Andrew Updegrove, a well-known backer of the rival OpenDocument Format for Office Applications (ODF) and an attorney at Gesmer Updegrove in Boston, said Microsoft's tactics make the outcome of the Open XML vote crucial to the future of the technology standards process.

"I personally believe that this result is essential, due to the severe impact that the events of the past several months have had on the integrity of the standards development process," he wrote in an e-mail.

Others say that Microsoft's efforts, which include lobbying senior U.S. government officials to vote against Open XML, could backfire.

"There has been a positive outcome to the process," said Marino Marcich, managing director of the ODF Alliance, a Washington, D.C., lobbying group in favor of the OpenDocument Format. "Some of the comments that have been received from the countries shine a light on [Open XML] defects. Governments will think long and hard after viewing some of these comments before using the format."

Moreover, countries such as Brazil and China have said publicly that they plan to vote against Open XML. India is also close to finalizing the same position.

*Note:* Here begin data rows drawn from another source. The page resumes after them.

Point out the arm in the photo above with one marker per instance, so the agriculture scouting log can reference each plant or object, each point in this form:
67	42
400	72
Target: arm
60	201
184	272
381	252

Despite the little time that remains before Sept. 2, Open XML opponents are continuing to encourage undecided countries to vote against the standards proposal.

In a statement, the Linux Foundation said the length of the Open XML specification—about 6,000 pages versus ODF's 600—has made it difficult to ensure that it meets quality standards sufficient for ratification. Countries reviewing the specification have raised numerous technical issues about the spec that have not been resolved, and the process hasn't given ISO a fair chance to make sure the spec is in top shape before it gets voted on, the group said.

One negative vote among the 20 member nations in ISO's technical committee will force the group to move to a ballot resolution meeting next February to address the "comments" and other concerns that prompted the vote.

If those problems aren't resolved during that meeting, the specification won't be approved in a revote later that spring. If that happens, the Ecma International standards group—which approved Open XML and submitted the standards proposal to ISO—would have to resubmit the specification for a new round of voting.

Robertson, however, is confident that the problems can be resolved next spring.

"We're happy to see all of the attention paid and all of the constructive feedback," he said. "It will help Open XML turn out to be a better standard."